However, in the typical small-to-medium business scenario, it usually isn't cost-effective, convenient, or practical to deploy a web site on a geographically distributed server cluster. In this case, the web site sits on a single server on a rack in the hosting environment, and all web requests, regardless of their origin, have to travel to that server. In such a situation, a good first step toward defeating long download times is to reduce the number of round trips for objects contained in the page, and that means reducing the number of objects in the page in general. This can be achieved by consolidating script files, reusing images, or adjusting page fragments to dynamically load objects when needed or stream content in real-time.

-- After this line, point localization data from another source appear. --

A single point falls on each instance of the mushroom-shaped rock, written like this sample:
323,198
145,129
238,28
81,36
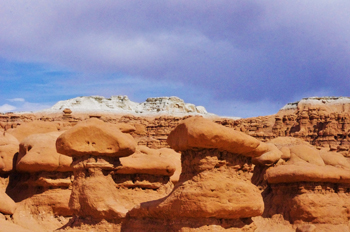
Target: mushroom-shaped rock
43,179
308,185
125,128
149,161
38,153
146,175
94,137
199,132
8,148
96,147
7,205
215,179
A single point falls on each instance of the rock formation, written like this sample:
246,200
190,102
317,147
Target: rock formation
111,174
308,186
122,104
41,184
237,175
214,186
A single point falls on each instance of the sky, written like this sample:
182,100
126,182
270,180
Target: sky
241,58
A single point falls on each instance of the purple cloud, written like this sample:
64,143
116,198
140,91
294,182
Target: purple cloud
238,51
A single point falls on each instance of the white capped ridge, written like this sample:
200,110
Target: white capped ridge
122,104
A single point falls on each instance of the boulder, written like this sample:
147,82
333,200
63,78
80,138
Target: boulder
38,153
8,149
34,127
94,137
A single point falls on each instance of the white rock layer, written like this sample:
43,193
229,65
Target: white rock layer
122,104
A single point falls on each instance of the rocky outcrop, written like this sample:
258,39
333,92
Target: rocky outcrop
8,149
308,185
95,147
122,104
25,129
41,183
112,174
214,186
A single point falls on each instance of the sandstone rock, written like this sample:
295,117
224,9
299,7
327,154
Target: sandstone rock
214,183
94,137
149,161
306,228
8,148
311,186
7,205
34,127
96,147
199,132
125,128
38,153
7,226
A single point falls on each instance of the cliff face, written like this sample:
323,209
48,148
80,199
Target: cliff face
122,104
285,172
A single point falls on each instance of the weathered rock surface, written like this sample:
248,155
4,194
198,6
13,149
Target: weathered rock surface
122,104
7,205
96,138
8,149
95,147
304,188
38,153
34,127
214,183
309,186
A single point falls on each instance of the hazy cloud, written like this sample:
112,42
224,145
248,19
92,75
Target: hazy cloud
7,108
246,50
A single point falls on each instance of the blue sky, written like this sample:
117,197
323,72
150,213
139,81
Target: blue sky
237,58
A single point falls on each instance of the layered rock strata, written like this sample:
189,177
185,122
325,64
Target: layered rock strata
95,147
41,183
308,185
112,174
214,190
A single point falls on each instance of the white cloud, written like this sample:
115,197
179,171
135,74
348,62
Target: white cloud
16,100
7,108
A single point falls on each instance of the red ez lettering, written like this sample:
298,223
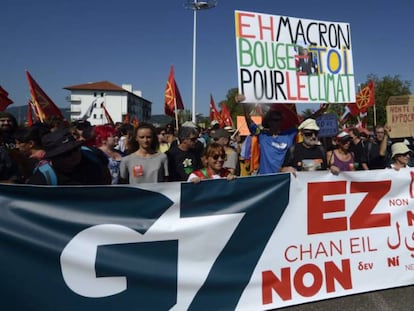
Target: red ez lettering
361,218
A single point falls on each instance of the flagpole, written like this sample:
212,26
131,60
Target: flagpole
176,113
196,6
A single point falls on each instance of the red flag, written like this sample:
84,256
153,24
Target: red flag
107,115
44,105
4,99
214,114
225,115
173,98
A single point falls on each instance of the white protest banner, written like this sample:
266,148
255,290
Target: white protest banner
293,60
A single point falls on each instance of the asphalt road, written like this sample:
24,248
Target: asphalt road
396,299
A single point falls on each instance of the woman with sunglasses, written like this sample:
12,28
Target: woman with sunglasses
341,159
400,156
213,158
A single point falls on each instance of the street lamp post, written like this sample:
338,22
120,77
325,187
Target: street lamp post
196,6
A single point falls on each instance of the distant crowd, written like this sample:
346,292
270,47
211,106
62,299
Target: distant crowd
58,153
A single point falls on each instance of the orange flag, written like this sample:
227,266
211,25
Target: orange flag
173,98
127,119
364,99
4,99
225,115
214,114
108,116
44,105
135,122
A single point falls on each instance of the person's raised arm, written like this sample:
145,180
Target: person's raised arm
246,109
384,143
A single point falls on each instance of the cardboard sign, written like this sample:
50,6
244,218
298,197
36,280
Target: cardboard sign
283,59
400,116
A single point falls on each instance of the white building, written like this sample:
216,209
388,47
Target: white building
89,101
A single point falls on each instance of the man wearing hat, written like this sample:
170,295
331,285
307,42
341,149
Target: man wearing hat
309,155
400,155
222,137
69,163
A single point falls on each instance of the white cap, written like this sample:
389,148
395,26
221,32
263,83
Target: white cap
309,124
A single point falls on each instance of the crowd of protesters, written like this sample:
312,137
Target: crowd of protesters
58,153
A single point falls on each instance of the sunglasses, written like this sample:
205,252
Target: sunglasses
310,133
217,156
345,140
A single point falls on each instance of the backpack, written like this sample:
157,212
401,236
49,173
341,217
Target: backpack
48,172
321,149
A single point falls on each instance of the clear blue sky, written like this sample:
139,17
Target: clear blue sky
68,42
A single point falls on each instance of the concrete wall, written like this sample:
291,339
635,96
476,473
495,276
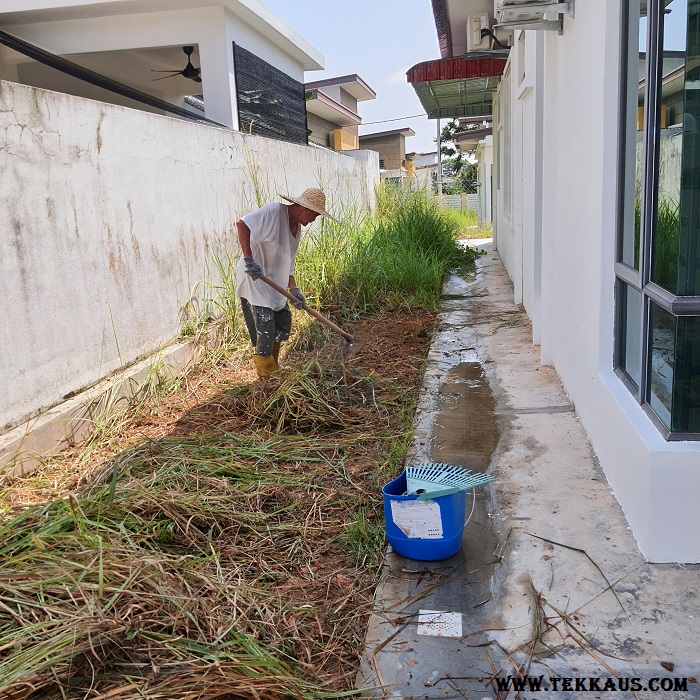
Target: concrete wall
108,219
656,482
391,149
484,156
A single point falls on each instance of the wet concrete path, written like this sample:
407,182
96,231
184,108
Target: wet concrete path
533,541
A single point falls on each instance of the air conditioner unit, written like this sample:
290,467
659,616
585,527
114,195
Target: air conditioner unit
475,23
532,14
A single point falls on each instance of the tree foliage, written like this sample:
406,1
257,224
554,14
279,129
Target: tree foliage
460,172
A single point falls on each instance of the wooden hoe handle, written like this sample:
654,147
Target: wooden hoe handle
308,309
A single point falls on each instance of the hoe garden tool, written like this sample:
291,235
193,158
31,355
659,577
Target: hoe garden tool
349,341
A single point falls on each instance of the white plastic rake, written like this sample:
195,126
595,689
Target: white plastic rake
433,480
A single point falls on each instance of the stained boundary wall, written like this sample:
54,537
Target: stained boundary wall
109,219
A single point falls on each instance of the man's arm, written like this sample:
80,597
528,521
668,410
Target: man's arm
244,238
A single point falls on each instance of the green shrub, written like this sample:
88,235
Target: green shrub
396,257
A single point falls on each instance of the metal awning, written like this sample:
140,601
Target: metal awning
457,87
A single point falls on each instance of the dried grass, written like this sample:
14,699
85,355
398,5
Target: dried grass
230,549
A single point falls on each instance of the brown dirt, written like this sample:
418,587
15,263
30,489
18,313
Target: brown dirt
358,405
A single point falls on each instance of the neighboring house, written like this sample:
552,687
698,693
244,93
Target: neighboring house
606,264
425,168
245,64
331,107
391,146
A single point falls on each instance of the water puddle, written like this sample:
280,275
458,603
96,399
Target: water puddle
465,428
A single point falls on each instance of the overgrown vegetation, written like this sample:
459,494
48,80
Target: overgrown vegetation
666,251
394,260
226,543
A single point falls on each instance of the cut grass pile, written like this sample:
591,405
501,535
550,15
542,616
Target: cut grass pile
234,555
225,541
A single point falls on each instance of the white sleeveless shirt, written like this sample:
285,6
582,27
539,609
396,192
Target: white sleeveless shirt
274,247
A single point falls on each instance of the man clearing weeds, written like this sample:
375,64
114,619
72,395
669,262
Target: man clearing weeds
269,239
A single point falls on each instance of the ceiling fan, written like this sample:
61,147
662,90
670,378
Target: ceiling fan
189,71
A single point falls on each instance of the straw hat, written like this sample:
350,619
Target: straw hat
312,199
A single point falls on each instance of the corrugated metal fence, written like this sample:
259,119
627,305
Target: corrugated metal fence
463,202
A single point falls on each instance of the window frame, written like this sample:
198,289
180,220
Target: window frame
640,279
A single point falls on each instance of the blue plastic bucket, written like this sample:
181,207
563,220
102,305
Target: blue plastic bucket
424,530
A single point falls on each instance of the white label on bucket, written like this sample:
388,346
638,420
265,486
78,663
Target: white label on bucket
439,624
417,519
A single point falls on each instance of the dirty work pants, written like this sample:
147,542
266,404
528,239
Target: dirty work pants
265,326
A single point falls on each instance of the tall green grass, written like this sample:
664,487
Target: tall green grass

So, a single user in San Francisco, California, USA, requesting content from two sites - BBC News and his friend's dedicated blog in London - is likely to have his/her data follow two completely different round-trip paths. The BBC News request might be channeled to the nearest server node in, for example, Los Angeles, California, whereas the request for the friend's blog is probably going to have to travel across the United States and then the Atlantic ocean to that server in London, and then back again! If that page is full of images, script includes, style sheets, movies, and/or Flash objects, that's a lot of additional round-trips to London needing to take place in order to render the completed page.
Well-written Client Code
It should go without saying that well-written client-code is key in the perception that a rich Internet application is running smoothly. Drag and drop is a wonderful feature, but only if there isn't a several second latency between when the user initiates dragging and the browser starts to respond. Even in standard, Web 1.0 types of applications, which often-times utilize JavaScript powered drop-down menus and interactive screen elements, well-written code is important. After the server-side has been optimized and the number of round-trips brought down to a minimum, the next step should be to make sure that the JavaScript that powers your users' experiences is up to par.

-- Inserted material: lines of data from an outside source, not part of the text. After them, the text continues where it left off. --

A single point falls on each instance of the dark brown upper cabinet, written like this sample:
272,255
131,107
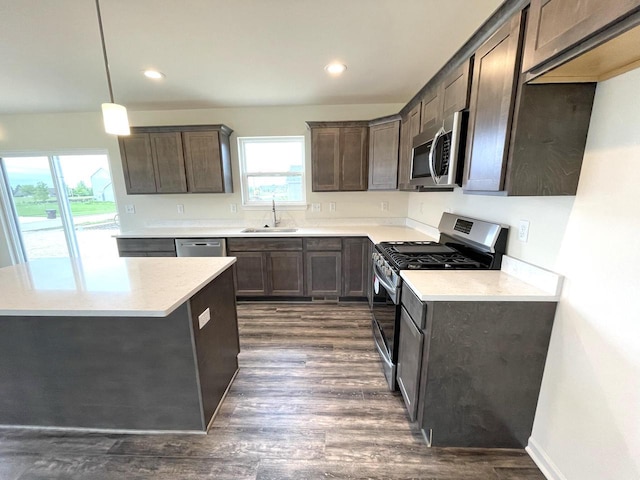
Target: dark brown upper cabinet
523,139
177,159
409,128
339,156
384,142
560,30
446,97
430,109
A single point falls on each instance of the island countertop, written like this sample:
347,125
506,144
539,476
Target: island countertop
466,285
139,287
376,233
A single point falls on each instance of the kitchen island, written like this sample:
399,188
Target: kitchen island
135,344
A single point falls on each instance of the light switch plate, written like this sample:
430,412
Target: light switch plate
204,318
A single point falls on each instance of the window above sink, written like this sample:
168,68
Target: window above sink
272,168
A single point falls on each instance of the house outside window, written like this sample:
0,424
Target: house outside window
272,168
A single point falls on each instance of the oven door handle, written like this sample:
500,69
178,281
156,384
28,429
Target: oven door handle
393,292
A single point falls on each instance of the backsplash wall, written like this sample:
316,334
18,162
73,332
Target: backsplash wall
547,218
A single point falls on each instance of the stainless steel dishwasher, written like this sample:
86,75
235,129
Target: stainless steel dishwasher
201,247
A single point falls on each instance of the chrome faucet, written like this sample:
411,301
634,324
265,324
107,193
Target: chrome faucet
273,208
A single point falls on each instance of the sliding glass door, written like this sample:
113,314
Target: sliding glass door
59,206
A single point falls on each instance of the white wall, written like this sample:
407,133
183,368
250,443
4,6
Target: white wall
547,218
588,417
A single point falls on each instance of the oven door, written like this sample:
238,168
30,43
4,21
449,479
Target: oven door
385,324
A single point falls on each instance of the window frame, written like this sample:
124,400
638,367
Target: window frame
244,175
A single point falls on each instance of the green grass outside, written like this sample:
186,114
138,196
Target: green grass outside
30,209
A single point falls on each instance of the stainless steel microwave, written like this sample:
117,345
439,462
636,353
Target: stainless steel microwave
438,155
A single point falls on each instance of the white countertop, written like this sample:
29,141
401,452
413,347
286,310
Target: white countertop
468,285
376,234
140,287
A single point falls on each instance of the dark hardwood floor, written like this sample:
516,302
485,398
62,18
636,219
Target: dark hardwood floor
310,402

Without going into details on how to produce well-written JavaScript (that's a different beast altogether), here are a few key concerns for optimization:
- Minimal number of nested loops and recursive function calls
- Proper utilization of reusable code (functions and classes) and the DOM
- Retrieving references to an object once and keeping that reference until it's no longer needed in the local scope
- Minimized number of round-trips for AJAX calls (retrieve all of the data you need in one call, if possible)
- Minimized number of "global" updates - only adjust the elements that need adjusting to avoid needless DOM rewrites
- Correct JavaScript syntax, utilizing semi-colons and other appropriate programming practices (well-written code lends itself to compression whereas poorly written code is likely to become broken by most compression algorithms)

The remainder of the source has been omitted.